"Coming to America" - it's been the name of a funny movie and a dramatic song (can you name the actor & singer without cheating?!?) It's also been a dream for many, and an action for some. People have been coming to America both legally and illegally for many years, but there's one special category of immigrants you might not generally think of - refugees. In this blog post, let's visually explore the U.S. refugee admission data and see if we can find any trends.
When I was looking for data on this topic, the State Department page referred me to the Refugee Processing Center page on Admissions & Arrivals. I downloaded their spreadsheet which contained a graph and data. Here's a screen-capture of their graph:
Here are a few problems I noticed in their graph:
- With the bar segments being stacked, you can see the annual total, but it's difficult to see & compare the regional trends over time.

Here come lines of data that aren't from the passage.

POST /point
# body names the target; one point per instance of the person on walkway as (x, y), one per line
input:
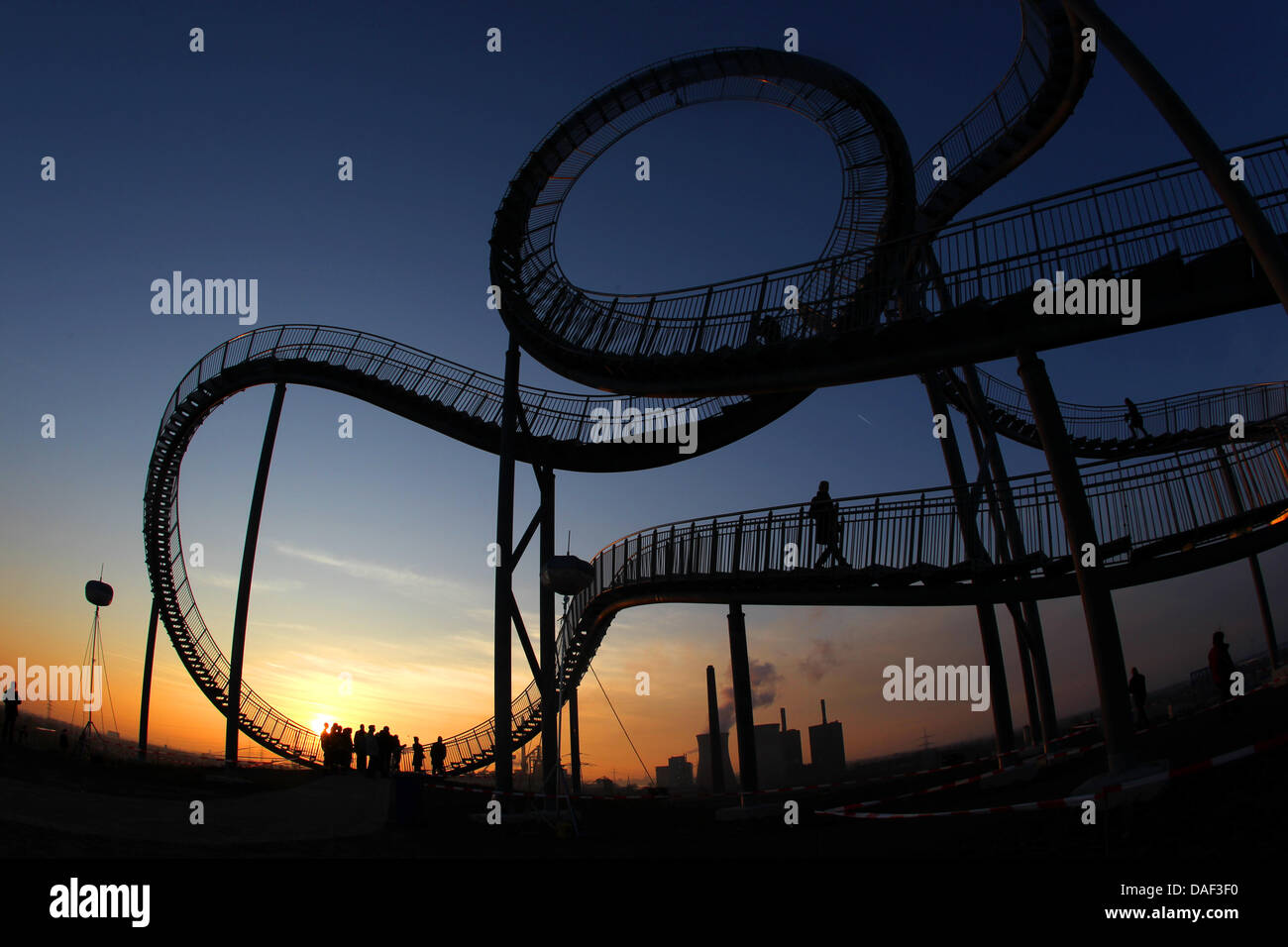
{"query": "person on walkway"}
(438, 757)
(1136, 688)
(336, 746)
(1222, 667)
(1133, 420)
(11, 710)
(827, 526)
(360, 748)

- It's a bit difficult to distinguish some of the colors in the graph, and match them up to the legend.
- The graph seems a bit cluttered, with so many year labels under the bars, etc.
- There's no way to determine the exact values from the graph.
- It's not clear that the final bar is 1 month short of a full fiscal year.
- And ... they misspelled Caribbean as 'Carribean'.
Of course, it's considered poor form to complain about someone else's graph, if you don't create your own version ... therefore I imported their data into SAS and tried my hand at creating a new/improved graph. Here's what I came up with (click the image below to see the full-size version with HTML mouse-over text).
My biggest change was creating a separate graph for each region, and then arranging those graphs such that you could see the the geographical shift in refugee admissions over time (from Asia, to Soviet Union, then Europe, Africa, and Near East / South Asia). I used the same colors as the original graph, in case someone might want to use the two graphs together (I think it's useful to look at both graphs). I placed the region labels inside the graph area to conserve space, and I made them the same colors as the bars to make it clear which labels went with which bars. And I specify exactly when the fiscal year ends, in the title text.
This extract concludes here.